2018年01月10日 11:04    作者:张衍凯    来源:山东反邪教    [纠错]

 

  傍晚沿着小区后面的护城河散步,心里陡起莫名的失落。若时光倒退,故乡村尾的树林,怕已蝉鸣阵阵,蛙声一片了。而今,我的耳畔传来的是遥远却清脆的车鸣。

  把我泡大了的老赵王河,断流且臭气冲天;檐头咕咕叫的白鸽,早不见了踪影;地里好吃的野果,随除草剂的喷洒无处寻觅……

  而立逾三,似乎越发怀旧。我怀念生于斯长于斯的故乡,还有那穷的像孙子却快乐的像爷的日子。

  以前的乡村四季分明,天蓝得可爱,风和温度按自然规律的调控吹拂与升降。春天,桃李争妍,野草吐绿,蝴蝶翩飞,蜜蜂嘤嘤;夏夜,邻居铺了凉席,搬了竹椅,摇着蒲扇驱赶溽暑,拉拉家常,谈谈收成。秋天,高粱耷拉下羞红了的脸,抽烟的老汉端详着金黄的包谷,漏出豁牙的嘴。冬天,雪下得尤其带劲,满地银装素裹,一旬见不了天日。小孩牵了细狗去野地逮兔子,大人们热炕上盘腿打牌。

  雾霾?一个不曾有的词汇,空气里混合着野草的清新。来到城市,仰望满天的星星参北斗成为奢望。人们喜欢躲进空调屋,享受一年不变的恒温。人们远离河流,没有机会在水里游泳、捕鱼。更可悲的,有的小孩子分不清麦苗和韭菜。如今的乡下的情形也江河日下:河流枯竭,土地萎缩,雨雪稀少,庄稼收割基本依赖机器。人们逐渐拉开了与自然的距离,不愿意亲近泥土及它的培育品——麦子、大豆、辣椒、茅根、芦苇……

  一个村庄,往往由一户家庭繁衍生息,发枝散叶,逐渐有了几千人的规模。我的家乡万粮张人人姓张,没有杂姓,属于典型的同脉同根、聚族而居的宗法制乡村,左邻右舍一般都是一个家族或者近门子。炒菜缺了盐或酱油,吩咐小孩子出去讨一些,没有不成的,更不用说大方的人家做了好吃的还要分一些尝尝。农忙时分,一个好使唤的农具从这家传到那家,忙完自己地里的活给劳力少的人家搭把手,一碗水的报酬也不喝。红白喜事大家都乐于参与,好像自家的事情,不去说不过去似的。

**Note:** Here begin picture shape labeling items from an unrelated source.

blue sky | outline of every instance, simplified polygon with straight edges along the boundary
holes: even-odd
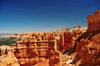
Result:
[[[50,32],[87,27],[100,0],[0,0],[0,33]]]

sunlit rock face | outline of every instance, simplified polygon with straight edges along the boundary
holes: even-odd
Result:
[[[95,11],[93,15],[88,15],[86,19],[88,23],[87,31],[96,31],[100,29],[100,9]]]
[[[21,66],[61,66],[55,43],[53,33],[33,33],[29,39],[23,38],[11,47],[15,49],[15,56]],[[47,61],[46,64],[44,61]]]
[[[58,50],[63,52],[63,50],[71,50],[74,47],[74,44],[78,37],[80,37],[84,32],[81,31],[80,26],[78,29],[74,32],[64,32],[60,36],[60,41],[59,41],[59,48]]]
[[[100,65],[100,10],[87,17],[88,29],[77,40],[77,54],[73,64],[80,66]]]

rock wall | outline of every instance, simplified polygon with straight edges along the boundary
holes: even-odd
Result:
[[[38,64],[43,57],[49,59],[49,66],[56,66],[60,63],[60,53],[55,50],[55,41],[53,33],[33,33],[29,39],[21,39],[11,47],[15,49],[15,56],[21,66]]]
[[[87,16],[88,29],[87,31],[96,31],[100,29],[100,9],[95,11],[94,14]]]
[[[80,30],[80,26],[78,30],[74,32],[65,32],[60,36],[60,42],[59,42],[59,51],[62,51],[64,49],[71,50],[74,47],[75,41],[78,39],[79,36],[81,36],[84,32]]]

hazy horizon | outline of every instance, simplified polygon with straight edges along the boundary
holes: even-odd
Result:
[[[87,27],[99,0],[0,0],[0,33],[51,32]]]

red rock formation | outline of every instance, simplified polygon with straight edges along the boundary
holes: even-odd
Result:
[[[80,29],[80,25],[77,31],[74,32],[65,32],[63,35],[60,36],[59,42],[59,51],[64,49],[71,50],[75,44],[75,40],[81,36],[83,32]]]
[[[100,10],[87,17],[87,32],[78,38],[77,54],[73,60],[81,60],[80,66],[100,65]]]
[[[33,33],[29,39],[21,39],[16,45],[11,45],[15,49],[15,56],[18,58],[21,66],[35,65],[39,62],[39,58],[51,58],[55,55],[57,59],[53,59],[57,64],[60,62],[60,55],[55,51],[55,38],[52,33],[35,34]],[[16,47],[15,47],[16,46]],[[28,60],[27,60],[28,59]],[[27,60],[27,61],[26,61]]]
[[[100,9],[90,14],[87,17],[88,29],[87,31],[96,31],[100,29]]]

  “忠厚传家远,家和万事兴。”大门口贴的家风家训少不了它。以前的乡村,民风淳朴,敦厚,讲信用,守良心。开代销点的,碰到手头紧的乡亲,敢于赊账,也不用留字据。走街串巷卖小鸡的,一般都约定秋后鸡长大再付钱。人们自觉遵循无形的伦理道德,个别耍奸使滑的小人脊梁骨会被戳穿,在乡村生活举步维艰。

  而现在城市里不用讲,有多少同居一区未曾识的陌生人呢?世俗、吝啬、圆滑、唯利是图,这些城里人的标签也慢慢地贴在了乡民的身上。再小的店,抬眼很醒目的一个牌子,“小本生意,概不赊账”。要饭的登门,大部分摆手轰走,懒得施舍一点。北乡的某乡镇,嫁女儿彩礼收“万紫千红一片绿”,嫁女儿演变成卖女儿,真可谓可悲可笑可叹。

  人们简化、遗忘了源远流长的节日习俗。小时候,“二月二,炒料豆”还很兴盛。大人从河堤上挑来沙土,院子里摆一口大铁锅,几家人合伙一块炒。“沙沙沙“,豆子掺和着沙土在铁锹的摆弄下上下跳跃,小孩子守在一旁心花怒放。而现在家家都已不炒料豆了,一个简单的不卫生难以解释。

  民谚曰:“三祭灶,四扫屋……”,每年到了腊月二十三,灶王爷要升天报告一年的情况,人们要为灶王爷摆上供品,供上好吃好喝的,这就是所谓的祭灶。现在很少有人再请灶王爷——于灶台的壁上贴一张画。

  沈从文先生的小说《边城》之所以成为现代文学史上的经典,一个重要的原因是其作品保留了一个未受工业文明侵蚀的自然、淳朴的乡村——茶垌,那里青山绿水,人们以赛龙舟,捉鸭子的方式庆祝端午,摆渡的老人只收一个铜板,拒绝商人的可怜。

  沈从文先生若存活到现在,想必徒有“田园将芜,胡不归?”之叹。当人们一味的追求生活的便利、欲望的满足、身体的解放之时,便也是乡村消失的祭日。

  如果一种生存方式要隔断与自然的天然联系,如果一个选择要你交出一段难忘的记忆,如果一个进程要斩断传统文化之根,人们夹在两难之中唯有痛苦、彷徨和不知所措。

  “山村炊烟映朝阳,远陌青山绿意长。” 渐渐消失的乡村,你养育的儿子仅以微薄的文字祭奠你。